神様修行はじめます! 其の四

戌亥の顔がサッと青ざめ、絶望に歪んだ。


矢継ぎ早に叫び続けていた口の動きが、ピタリと止まる。


決して自分を振り返ろうとしない祖母の背中を見つめる目から、涙がボロボロと落ちた。


「う・・・わあぁぁーーーーー!」


髪を掻き乱し、戌亥は駆け出した。


あたし達の横を逃げるように走り去っていく。


泣き叫ぶ錯乱した声が、糸を引くように洞窟内にこだましていた。


「・・・・・・・・・・・・」


長は反響する孫の悲痛な声をじっと聞いている。


眉間に、わずかな苦悩が刻まれているように見えた。


あたし達は声も無く、この状況を見守るしかない。


このシリアスなシーンで、ガン首揃えてゾロゾロ出て行くのは、さすがにちょっと。


どうしよう。

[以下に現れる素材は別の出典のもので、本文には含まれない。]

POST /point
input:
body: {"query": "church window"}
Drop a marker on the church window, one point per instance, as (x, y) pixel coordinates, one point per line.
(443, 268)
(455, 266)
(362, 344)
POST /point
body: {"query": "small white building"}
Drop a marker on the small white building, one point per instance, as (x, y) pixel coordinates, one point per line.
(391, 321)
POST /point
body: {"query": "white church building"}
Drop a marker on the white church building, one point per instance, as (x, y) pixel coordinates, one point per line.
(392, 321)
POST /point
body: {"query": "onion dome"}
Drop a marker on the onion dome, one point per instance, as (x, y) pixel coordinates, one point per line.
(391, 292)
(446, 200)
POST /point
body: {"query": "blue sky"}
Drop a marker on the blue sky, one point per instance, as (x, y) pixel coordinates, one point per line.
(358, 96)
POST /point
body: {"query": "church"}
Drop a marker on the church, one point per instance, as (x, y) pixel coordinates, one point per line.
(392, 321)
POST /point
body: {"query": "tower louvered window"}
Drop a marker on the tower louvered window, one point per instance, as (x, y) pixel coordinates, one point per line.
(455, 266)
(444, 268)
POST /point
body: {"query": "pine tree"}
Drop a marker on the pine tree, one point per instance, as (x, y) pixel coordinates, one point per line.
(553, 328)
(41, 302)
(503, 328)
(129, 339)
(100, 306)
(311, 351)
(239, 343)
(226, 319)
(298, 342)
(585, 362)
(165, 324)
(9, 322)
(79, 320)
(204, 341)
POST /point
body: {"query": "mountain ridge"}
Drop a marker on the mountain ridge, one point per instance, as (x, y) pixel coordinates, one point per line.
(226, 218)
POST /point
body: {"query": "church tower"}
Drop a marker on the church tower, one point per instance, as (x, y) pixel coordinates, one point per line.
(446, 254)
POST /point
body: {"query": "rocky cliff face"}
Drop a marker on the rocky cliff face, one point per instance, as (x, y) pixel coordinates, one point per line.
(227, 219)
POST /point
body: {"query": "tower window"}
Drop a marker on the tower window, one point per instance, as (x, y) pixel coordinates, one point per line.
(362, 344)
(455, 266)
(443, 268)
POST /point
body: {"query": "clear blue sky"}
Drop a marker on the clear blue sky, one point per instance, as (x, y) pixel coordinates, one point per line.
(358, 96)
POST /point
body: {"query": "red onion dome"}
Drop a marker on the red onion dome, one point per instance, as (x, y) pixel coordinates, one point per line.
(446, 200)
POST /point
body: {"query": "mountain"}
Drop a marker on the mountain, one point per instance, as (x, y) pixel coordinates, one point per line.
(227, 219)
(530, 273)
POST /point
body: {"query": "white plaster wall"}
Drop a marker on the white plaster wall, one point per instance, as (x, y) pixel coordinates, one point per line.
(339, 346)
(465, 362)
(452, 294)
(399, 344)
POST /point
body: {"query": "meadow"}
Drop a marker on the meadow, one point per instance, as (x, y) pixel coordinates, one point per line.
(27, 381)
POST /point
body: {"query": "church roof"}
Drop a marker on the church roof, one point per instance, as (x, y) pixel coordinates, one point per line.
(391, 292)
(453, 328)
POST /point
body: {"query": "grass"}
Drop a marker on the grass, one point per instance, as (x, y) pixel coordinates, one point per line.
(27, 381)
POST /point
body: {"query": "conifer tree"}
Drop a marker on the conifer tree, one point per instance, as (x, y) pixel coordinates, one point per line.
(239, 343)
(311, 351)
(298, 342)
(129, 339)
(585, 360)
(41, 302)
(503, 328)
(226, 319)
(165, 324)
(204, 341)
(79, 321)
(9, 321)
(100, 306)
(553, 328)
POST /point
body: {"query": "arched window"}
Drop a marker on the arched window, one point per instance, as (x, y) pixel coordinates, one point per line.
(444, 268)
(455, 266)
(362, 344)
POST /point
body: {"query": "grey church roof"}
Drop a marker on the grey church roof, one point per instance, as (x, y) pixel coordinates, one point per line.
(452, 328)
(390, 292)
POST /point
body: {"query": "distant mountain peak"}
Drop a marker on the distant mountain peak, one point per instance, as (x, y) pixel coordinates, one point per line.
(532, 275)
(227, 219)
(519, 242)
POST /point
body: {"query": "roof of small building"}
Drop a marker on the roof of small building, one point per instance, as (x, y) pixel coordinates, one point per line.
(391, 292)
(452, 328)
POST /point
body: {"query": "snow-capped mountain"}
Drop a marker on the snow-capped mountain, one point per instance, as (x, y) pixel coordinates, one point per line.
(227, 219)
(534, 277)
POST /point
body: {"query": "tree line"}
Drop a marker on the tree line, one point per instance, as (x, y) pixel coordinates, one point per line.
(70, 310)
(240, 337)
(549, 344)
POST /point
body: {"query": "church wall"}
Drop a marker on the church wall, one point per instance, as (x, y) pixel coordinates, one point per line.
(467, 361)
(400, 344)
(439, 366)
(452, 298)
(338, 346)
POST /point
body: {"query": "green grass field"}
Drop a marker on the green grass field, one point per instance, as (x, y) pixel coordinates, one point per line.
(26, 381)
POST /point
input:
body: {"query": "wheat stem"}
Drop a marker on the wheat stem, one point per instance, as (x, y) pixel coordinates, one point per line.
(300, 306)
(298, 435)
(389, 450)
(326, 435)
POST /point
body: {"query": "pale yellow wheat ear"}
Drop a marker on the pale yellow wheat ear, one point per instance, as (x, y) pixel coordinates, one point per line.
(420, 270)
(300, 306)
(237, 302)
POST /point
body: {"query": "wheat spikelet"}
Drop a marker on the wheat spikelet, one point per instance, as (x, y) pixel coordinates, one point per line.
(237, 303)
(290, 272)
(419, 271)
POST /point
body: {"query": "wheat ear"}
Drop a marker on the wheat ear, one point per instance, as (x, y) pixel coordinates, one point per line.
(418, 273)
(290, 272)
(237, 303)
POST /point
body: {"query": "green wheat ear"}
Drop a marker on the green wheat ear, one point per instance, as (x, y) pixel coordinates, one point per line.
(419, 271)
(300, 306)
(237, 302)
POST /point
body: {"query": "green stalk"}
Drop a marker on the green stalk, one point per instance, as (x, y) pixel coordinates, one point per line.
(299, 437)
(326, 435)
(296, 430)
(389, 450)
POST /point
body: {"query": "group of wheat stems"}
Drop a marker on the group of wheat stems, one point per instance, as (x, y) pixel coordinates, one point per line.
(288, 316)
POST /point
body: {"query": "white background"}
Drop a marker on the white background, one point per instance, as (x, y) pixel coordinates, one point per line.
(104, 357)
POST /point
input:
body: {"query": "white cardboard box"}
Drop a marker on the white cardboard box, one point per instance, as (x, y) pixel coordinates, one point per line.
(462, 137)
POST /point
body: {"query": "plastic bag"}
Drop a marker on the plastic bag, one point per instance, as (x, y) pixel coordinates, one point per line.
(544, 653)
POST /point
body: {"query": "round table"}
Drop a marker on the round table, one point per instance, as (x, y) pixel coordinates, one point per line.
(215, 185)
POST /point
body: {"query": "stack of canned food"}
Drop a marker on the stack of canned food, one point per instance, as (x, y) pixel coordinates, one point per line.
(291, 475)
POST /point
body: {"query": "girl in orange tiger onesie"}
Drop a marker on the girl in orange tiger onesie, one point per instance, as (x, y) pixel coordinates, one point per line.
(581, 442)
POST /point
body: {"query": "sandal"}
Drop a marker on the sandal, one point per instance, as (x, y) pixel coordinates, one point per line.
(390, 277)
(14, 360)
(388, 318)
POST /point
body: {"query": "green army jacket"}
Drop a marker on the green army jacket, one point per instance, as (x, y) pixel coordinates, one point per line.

出るに出られない・・・・・・。


岩陰に固まったままのあたし達に気付く様子もなく、長は大きな溜め息をついた。


そして哀しげな表情で、力無く首を振る。


ついさっきまでの、意固地なほど長としての立場を貫いていた気配は消えていた。


そして肩を落とし、ゆっくり歩き始める。


行き止まりの巨大な壁画の、天女の肖像画の足元辺りを、シワだらけの小さな手が押した。


―― ガターーン・・・!


大きな音と共に、壁画に穴が開いた。


・・・へ? な、なにあれ? 隠し扉?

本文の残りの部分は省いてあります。